- Theatrical release poster by Jason Beam Studios
- Directed by: Timo Rose
- Written by: Timo Rose; Ted Geoghegan;
- Produced by: Timo Rose; Joe Zaso; Ted Geoghegan; John Orth;
- Starring: Raine Brown; Joe Zaso; André Reissig; Thomas Kercmar; Manoush; Timo Rose; Andreas Pape;
- Cinematography: Timo Rose; Mathias Jakubski;
- Edited by: Timo Rose
- Music by: John Roome (main theme); Timo Rose;
- Distributed by: Cinema Image Productions
- Release date: 23 February 2007;
- Running time: 94 minutes
- Languages: English; German;

= Barricade (2007 film) =

2007 film

Barricade is a 2007 horror–splatter feature film directed by Timo Rose, written by Timo Rose and Ted Geoghegan, and starring American actors Raine Brown and Joe Zaso and Germany's André Reissig, Thomas Kercmar, Manoush, and Andreas Pape.

== Plot ==
The film follows three friends, Nina (Brown), Michael (Zaso) and David (Reissig), as they travel to the Black Forest of Germany.
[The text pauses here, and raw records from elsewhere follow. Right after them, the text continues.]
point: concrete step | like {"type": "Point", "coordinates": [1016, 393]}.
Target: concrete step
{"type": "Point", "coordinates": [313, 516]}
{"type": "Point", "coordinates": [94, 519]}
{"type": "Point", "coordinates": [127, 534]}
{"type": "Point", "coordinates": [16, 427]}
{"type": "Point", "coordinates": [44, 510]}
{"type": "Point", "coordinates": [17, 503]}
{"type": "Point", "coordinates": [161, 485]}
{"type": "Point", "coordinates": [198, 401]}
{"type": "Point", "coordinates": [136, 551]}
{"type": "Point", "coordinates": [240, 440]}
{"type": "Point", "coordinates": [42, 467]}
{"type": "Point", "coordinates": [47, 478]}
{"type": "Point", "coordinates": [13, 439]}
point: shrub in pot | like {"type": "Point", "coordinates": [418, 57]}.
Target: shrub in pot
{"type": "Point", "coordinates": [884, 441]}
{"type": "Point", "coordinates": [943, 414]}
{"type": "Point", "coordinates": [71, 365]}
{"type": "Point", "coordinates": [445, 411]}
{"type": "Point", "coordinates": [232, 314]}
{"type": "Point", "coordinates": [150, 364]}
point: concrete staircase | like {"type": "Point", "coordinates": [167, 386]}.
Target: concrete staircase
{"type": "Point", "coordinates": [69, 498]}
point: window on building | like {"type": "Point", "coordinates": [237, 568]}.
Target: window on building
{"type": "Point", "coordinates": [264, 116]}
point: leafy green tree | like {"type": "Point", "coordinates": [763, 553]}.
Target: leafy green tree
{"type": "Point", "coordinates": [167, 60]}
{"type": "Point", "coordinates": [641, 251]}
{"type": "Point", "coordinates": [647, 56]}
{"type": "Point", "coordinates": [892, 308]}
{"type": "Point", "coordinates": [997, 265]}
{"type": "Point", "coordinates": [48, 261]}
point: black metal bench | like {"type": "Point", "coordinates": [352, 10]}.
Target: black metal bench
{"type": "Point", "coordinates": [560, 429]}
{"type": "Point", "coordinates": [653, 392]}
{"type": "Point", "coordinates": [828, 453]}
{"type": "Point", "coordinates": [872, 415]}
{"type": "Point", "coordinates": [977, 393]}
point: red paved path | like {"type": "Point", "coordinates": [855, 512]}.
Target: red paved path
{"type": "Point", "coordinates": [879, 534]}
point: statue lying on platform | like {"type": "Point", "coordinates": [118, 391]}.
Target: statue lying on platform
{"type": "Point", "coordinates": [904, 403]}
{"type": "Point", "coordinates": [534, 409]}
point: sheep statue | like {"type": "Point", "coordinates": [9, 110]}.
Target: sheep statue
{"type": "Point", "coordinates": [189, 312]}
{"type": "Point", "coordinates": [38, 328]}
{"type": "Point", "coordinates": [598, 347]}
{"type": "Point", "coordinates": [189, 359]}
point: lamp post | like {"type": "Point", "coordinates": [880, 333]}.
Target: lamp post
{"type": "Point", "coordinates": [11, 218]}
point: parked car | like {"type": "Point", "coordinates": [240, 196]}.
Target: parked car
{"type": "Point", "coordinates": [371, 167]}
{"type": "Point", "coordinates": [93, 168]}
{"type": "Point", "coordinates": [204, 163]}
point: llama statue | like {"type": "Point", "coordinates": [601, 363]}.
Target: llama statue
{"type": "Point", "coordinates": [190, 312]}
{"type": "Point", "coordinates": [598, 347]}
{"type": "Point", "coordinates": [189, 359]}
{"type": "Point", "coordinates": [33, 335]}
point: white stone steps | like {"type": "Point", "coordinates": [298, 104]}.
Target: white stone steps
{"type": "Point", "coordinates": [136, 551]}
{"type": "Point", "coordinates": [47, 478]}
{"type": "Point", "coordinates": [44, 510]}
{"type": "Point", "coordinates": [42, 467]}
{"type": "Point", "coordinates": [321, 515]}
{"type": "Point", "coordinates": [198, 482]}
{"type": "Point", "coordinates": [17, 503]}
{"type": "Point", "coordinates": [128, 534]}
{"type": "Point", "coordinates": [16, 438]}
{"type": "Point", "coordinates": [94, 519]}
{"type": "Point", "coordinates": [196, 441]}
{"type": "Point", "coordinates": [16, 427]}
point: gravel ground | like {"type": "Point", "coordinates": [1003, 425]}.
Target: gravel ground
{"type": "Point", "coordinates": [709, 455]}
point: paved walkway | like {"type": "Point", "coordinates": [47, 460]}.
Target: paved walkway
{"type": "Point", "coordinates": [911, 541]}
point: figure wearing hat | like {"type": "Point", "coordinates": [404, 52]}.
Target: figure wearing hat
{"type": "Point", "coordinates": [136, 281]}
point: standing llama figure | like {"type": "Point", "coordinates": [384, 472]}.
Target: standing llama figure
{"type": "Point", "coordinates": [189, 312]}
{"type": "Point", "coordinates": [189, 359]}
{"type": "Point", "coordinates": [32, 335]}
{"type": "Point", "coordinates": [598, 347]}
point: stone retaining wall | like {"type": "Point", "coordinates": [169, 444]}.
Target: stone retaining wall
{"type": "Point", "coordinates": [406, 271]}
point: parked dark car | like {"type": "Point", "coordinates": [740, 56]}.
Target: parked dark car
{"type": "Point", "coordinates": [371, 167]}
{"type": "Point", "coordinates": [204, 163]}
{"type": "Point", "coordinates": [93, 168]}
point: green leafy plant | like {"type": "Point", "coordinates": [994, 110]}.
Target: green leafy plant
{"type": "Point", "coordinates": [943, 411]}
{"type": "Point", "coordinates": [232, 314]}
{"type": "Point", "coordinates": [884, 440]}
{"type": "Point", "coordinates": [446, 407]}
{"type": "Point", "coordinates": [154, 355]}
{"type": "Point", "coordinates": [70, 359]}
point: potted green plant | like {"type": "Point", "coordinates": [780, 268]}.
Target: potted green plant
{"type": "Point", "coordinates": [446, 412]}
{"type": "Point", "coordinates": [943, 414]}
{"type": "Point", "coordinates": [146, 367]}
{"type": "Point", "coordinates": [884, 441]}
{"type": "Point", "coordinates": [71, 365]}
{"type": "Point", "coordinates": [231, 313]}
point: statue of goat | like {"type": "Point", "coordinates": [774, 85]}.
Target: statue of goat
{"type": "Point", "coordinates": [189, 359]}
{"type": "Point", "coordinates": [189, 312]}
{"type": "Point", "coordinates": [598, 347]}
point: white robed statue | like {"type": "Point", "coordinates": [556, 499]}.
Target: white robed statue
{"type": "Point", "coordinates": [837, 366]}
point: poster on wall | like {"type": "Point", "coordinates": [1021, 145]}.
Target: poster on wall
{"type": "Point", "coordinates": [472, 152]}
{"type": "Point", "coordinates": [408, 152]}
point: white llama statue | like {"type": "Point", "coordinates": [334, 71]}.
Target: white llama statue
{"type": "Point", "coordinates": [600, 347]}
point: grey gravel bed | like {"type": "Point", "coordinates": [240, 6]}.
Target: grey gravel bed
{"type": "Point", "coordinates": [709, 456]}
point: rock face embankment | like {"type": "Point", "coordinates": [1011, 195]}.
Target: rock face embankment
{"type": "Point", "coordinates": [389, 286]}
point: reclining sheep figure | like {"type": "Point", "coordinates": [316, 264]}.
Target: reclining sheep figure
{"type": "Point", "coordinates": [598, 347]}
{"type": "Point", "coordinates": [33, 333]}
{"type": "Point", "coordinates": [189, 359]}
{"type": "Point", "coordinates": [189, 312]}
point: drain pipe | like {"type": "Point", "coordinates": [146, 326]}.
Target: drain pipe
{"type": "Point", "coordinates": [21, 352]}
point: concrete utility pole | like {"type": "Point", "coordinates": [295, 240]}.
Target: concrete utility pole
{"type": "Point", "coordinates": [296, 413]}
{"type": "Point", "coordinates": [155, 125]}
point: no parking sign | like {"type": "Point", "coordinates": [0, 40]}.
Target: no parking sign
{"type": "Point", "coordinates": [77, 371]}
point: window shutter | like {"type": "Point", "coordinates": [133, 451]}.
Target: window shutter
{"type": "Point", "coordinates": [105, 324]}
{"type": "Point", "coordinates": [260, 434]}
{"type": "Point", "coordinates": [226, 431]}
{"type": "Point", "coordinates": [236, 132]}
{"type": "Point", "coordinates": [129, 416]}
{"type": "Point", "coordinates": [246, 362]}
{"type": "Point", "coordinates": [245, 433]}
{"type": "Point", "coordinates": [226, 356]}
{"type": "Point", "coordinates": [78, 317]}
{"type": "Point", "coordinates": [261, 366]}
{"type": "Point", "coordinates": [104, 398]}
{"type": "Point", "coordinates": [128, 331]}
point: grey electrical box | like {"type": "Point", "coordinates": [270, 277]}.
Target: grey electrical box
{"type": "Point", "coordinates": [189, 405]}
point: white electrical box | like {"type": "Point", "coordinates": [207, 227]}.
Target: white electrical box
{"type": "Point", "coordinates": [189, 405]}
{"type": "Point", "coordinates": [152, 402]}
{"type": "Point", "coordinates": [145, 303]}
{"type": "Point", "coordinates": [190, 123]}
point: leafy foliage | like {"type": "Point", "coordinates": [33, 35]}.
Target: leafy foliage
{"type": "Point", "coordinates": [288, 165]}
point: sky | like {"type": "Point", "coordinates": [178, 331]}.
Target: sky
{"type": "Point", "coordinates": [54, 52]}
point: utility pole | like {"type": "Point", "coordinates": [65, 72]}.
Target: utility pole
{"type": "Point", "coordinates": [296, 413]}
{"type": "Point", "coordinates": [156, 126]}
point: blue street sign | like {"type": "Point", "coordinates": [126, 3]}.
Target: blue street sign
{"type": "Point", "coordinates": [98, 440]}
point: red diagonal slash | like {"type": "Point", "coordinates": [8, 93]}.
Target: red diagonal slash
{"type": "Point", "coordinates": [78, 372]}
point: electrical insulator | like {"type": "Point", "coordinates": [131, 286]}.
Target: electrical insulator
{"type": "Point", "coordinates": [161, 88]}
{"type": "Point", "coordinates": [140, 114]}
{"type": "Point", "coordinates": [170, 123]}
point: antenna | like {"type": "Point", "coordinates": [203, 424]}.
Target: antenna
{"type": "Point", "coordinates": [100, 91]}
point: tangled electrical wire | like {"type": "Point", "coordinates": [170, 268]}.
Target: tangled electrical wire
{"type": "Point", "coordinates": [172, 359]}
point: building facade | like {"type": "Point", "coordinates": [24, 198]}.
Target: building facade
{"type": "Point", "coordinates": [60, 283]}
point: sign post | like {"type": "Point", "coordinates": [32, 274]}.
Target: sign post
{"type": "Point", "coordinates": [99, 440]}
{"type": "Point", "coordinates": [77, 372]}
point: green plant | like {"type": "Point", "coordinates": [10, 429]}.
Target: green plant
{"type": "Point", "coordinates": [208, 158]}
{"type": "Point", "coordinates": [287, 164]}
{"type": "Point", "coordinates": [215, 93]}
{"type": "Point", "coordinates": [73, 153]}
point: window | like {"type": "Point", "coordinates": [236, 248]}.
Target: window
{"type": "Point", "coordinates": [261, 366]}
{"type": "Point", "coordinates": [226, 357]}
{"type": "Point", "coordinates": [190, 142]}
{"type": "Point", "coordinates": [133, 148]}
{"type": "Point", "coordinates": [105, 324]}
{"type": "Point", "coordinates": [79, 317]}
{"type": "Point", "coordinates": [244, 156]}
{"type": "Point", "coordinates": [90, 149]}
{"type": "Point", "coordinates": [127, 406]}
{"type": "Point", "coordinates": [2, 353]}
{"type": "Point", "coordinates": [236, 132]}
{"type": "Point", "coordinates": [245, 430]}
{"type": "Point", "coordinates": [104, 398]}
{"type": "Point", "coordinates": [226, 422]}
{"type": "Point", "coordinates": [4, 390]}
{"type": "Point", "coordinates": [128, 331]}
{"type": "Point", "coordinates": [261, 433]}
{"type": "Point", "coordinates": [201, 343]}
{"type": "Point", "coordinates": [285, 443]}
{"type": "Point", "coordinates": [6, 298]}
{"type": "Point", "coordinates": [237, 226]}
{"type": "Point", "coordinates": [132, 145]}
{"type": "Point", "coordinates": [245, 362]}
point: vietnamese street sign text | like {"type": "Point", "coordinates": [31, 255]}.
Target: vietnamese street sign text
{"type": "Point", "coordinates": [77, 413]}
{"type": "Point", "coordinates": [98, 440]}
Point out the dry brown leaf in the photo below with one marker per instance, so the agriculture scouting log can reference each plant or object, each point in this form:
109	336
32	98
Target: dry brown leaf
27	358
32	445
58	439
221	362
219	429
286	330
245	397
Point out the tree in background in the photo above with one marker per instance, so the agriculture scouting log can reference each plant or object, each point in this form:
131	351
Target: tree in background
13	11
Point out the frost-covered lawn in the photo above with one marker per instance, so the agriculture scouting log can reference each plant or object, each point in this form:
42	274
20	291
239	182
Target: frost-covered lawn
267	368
While there, the trio are attacked by a family of deformed mountain people who murder and cannibalize anyone who ventures into their secluded territory.

== Production ==
Barricade was shot in Germany in 2006.

== Reception ==
Andrew Rose of HorrorSociety wrote that the story has been done many times before but never as violently, which makes it preferable to The Hills Have Eyes and Wrong Turn.